People v. Green

Balletta, J.,

dissents and votes to affirm the judgment appealed from, in the following memorandum in which Thompson, J. P., concurs. I must respectfully disagree with my colleagues in the majority. This court recently stated that "[a]s a general proposition, a defendant is entitled to show the hostility of any witness who testifies against him * * * (see, People v McDowell, 9 NY2d 12, 15). However, '[t]he extent to which an examination may go for the purpose of proving the hostility of a witness must be, to some extent, at least, within *467the discretion of the trial judge’ (People v Brooks, 131 NY 321, 326)” (People v Folk, 145 AD2d 505; see also, People v MacDonald, 53 AD2d 980; People v Lane, 9 AD2d 979).

At the trial herein, David Stines, apparently the only eyewitness to the assault who was able to identify the defendant as one of the assailants, was extensively cross-examined about his relationship with the defendant and the defendant’s family. Defense counsel was also able to elicit the fact that although he had been friendly with the Green family at one time in the past, he was no longer friendly with them. Stines stated that he was convinced by his parents to sever the friendship because the defendant’s parents had once accused Stines’s parents of abusing Stines’s sister. Emmit Stines, David’s brother, testified on cross-examination that he blamed the Green family for their part in influencing Stines’s sister to leave, and, in his words, influencing her to live with the Greens in "an immoral role”. He also claimed that he and the defendant had a fight in which the defendant attacked him with a machete.

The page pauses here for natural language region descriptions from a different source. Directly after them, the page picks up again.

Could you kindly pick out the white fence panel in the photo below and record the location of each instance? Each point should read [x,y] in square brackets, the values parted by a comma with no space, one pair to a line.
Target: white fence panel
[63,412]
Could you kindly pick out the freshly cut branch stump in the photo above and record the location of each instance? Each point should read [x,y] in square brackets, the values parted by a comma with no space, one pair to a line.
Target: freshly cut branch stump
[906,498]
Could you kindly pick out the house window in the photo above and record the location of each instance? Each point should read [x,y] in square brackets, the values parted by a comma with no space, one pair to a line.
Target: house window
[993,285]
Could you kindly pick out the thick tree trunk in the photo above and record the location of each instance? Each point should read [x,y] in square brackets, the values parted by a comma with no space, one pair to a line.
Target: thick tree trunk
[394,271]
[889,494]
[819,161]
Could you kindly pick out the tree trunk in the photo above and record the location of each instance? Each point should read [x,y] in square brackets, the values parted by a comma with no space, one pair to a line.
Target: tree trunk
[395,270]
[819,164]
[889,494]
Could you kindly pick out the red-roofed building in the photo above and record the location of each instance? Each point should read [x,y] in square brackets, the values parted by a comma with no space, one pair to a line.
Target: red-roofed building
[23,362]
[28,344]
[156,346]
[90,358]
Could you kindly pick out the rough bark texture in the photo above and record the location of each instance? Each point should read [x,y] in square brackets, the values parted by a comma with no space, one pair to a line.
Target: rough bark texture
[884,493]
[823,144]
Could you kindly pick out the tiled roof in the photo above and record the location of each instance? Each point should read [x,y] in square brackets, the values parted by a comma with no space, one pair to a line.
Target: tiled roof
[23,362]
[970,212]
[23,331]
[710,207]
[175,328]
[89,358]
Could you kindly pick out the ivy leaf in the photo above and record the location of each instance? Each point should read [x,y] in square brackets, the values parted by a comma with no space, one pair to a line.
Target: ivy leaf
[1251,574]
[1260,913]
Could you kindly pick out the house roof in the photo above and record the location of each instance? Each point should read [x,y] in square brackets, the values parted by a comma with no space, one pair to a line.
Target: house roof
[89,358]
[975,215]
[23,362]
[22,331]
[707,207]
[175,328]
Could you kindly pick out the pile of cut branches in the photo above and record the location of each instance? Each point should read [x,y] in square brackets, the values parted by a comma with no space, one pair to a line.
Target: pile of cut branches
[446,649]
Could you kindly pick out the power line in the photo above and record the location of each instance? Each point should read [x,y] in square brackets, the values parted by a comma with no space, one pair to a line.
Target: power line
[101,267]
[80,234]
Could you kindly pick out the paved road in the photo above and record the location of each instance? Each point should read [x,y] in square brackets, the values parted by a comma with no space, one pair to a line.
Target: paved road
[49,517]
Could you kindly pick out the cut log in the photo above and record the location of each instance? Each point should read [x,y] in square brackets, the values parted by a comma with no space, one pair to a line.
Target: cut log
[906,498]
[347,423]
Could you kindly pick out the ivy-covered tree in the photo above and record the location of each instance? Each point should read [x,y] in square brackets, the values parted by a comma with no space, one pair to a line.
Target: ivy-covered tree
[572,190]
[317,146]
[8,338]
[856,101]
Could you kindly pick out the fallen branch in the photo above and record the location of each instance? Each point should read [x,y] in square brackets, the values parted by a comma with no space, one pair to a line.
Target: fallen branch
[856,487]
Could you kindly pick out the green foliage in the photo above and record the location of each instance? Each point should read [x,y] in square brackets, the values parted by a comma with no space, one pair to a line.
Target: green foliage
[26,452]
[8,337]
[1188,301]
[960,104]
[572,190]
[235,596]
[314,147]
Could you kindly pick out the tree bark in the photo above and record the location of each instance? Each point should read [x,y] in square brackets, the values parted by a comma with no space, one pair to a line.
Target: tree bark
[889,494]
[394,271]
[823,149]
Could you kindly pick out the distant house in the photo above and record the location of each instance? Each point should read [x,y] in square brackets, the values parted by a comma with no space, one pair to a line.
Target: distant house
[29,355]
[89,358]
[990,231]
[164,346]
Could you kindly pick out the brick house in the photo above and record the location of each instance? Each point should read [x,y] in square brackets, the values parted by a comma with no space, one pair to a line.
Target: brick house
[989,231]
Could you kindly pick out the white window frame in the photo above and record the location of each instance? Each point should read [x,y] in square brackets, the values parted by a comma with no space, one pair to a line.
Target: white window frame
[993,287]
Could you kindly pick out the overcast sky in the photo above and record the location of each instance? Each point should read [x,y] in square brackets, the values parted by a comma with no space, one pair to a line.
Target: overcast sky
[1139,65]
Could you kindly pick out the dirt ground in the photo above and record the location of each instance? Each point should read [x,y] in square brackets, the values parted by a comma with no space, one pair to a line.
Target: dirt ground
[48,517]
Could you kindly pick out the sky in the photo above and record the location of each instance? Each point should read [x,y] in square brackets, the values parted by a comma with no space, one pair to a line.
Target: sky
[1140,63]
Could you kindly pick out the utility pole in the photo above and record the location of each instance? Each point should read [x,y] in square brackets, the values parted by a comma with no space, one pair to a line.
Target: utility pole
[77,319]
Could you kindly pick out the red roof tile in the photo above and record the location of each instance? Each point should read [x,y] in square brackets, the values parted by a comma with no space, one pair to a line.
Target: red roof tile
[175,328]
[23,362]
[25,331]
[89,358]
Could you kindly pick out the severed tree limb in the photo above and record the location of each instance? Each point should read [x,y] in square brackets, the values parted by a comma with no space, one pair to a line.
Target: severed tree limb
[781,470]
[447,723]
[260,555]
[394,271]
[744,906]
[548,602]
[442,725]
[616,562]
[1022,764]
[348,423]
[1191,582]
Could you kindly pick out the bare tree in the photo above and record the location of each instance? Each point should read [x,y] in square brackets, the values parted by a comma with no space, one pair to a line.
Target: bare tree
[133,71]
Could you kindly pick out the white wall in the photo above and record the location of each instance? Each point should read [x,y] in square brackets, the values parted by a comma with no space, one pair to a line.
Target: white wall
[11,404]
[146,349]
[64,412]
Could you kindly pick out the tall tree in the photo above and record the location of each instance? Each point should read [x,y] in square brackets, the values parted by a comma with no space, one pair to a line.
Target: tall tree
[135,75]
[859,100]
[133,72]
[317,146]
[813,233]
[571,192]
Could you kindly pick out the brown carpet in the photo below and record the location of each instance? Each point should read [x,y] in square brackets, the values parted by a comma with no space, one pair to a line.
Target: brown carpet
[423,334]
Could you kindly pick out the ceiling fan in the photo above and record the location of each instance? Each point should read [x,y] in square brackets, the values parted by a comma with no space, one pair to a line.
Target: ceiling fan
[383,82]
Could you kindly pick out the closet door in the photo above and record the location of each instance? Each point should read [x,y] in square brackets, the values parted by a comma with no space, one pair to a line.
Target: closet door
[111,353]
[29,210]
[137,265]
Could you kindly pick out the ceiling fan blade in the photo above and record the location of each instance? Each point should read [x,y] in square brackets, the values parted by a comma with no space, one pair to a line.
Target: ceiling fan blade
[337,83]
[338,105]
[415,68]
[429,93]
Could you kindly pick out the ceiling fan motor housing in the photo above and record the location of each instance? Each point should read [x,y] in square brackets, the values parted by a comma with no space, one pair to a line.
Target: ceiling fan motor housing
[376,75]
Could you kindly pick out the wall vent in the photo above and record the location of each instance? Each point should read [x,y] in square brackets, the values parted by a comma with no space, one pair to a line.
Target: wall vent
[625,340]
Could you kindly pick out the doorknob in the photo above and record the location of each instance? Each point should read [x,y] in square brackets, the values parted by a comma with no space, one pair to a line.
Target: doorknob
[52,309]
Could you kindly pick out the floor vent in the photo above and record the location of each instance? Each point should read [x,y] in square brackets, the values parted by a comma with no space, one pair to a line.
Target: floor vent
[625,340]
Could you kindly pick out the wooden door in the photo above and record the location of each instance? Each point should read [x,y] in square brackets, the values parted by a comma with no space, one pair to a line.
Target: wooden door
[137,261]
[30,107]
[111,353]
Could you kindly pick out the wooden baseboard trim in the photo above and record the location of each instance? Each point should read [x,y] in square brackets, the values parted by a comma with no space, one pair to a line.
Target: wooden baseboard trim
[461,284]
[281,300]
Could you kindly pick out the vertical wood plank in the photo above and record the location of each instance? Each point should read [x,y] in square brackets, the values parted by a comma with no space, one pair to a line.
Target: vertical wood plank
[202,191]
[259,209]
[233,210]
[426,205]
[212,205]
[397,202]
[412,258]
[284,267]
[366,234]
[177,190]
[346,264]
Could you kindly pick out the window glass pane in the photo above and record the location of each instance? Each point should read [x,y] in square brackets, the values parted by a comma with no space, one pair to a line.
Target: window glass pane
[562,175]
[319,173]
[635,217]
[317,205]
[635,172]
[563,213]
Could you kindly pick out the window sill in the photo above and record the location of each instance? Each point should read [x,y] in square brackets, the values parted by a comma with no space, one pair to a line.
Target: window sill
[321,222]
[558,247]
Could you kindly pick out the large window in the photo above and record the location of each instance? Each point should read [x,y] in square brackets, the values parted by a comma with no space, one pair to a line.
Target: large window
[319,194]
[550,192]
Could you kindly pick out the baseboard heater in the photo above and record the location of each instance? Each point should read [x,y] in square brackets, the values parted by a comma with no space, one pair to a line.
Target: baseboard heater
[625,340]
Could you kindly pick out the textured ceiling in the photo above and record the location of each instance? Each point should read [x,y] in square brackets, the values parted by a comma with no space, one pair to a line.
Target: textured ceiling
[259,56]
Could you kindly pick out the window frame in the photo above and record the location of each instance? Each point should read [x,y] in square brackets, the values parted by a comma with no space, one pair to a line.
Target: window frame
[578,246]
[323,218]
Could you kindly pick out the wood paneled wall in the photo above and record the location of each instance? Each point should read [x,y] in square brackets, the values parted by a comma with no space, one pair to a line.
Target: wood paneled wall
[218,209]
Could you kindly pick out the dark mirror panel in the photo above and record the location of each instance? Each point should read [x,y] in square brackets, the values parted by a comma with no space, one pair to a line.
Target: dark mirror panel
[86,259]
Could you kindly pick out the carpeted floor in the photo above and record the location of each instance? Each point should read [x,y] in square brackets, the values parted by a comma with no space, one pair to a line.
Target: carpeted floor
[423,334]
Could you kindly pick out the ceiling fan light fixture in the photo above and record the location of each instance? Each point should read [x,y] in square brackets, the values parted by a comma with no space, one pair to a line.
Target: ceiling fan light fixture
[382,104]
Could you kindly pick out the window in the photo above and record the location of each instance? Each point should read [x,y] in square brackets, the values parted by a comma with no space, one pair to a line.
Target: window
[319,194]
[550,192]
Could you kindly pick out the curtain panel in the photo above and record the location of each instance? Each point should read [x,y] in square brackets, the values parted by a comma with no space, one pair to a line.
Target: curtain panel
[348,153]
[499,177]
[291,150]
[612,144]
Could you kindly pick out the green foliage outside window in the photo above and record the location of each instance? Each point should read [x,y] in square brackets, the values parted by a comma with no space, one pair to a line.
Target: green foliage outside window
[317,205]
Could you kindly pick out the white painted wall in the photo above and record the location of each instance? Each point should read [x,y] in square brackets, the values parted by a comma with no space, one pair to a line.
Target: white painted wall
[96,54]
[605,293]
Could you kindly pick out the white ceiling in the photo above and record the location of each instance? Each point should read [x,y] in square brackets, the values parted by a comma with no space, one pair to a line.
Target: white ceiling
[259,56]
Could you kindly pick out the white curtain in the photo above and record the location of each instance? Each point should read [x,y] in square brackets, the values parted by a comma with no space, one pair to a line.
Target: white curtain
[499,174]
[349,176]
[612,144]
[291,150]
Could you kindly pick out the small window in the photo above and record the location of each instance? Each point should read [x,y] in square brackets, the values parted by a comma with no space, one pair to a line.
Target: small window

The majority makes much of the fact that Stines did not come right out and say that he "hated” the defendant. However, it is readily apparent that any bias or hostility on the part of Stines, as well as the motivation therefor, towards the defendant was fully before the jury. Thus, the proffered testimony of Moore would have only been cumulative on the issue, and the trial court therefore did not abuse its discretion in excluding it (see, People v Polk, 84 AD2d 943).

Furthermore, Moore’s claim that Stines had told him that he has asked the victim for $25 in return for naming the attackers was clearly irrelevant to the question of Stines’s purported hostility against the defendant. There is no indication that Stines conditioned the $25 upon his naming the defendant as the victim’s assailant, and the majority’s leap in logic in connecting the two is unsupported by the record.

The defendant’s remaining contentions are equally without merit, and I therefore vote to affirm the judgment.